Varanasi is known as THE CITY OF LEARNING AND BURNING, referring both to the city’s numerous schools, universities, ashrams, and pundits, as well as the many funeral pyres where faithful Hindus burn their dead by the river. Life and death are often juxtaposed in this chaotic and ancient city.
While the photographs portray people from all walks of life—and from differing faiths, ages, and social standing—they are mostly of people that others tend to consider outcasts and shy away from: the poor, street-dwellers, beggars, rickshaw pullers, widows discarded by their families, mourners with their shaved heads.
Though some of the portraits look as if they have been posed, none were. Most were taken quite spontaneously in the middle of the market’s flow, often when the person was less than a pace away.
A camera’s shutter captures a sliver of time so thin that it is frozen. Yet in that thin slice of time something of our shared humanity, that which binds us together as human beings, can shine through.
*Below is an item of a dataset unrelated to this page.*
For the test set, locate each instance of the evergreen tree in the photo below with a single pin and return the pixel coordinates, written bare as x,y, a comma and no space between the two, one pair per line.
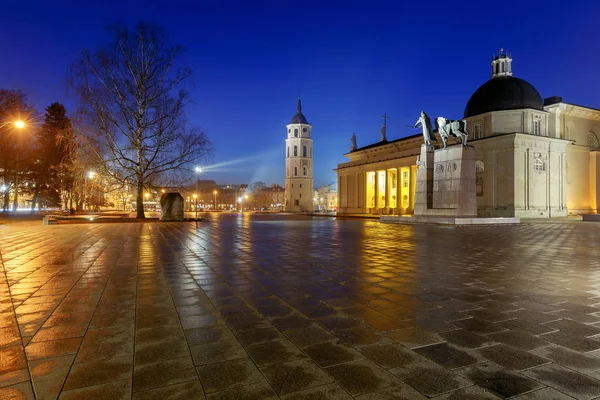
53,164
Sometimes it is the look of suffering in a photo that gives rise to that spark of compassion and shared humanity from the viewer; but it can as easily be a rickshaw driver’s deep and thoughtful look that bridges the gap.
The 114 photographs in Ganges Lament are in black-and-white, well suited to elicit the subtle emotions of those encountered, evoking the mood of the narrow passages of this ancient city in winter—with the gray, smoke-laden fog seeping up from the Ganges.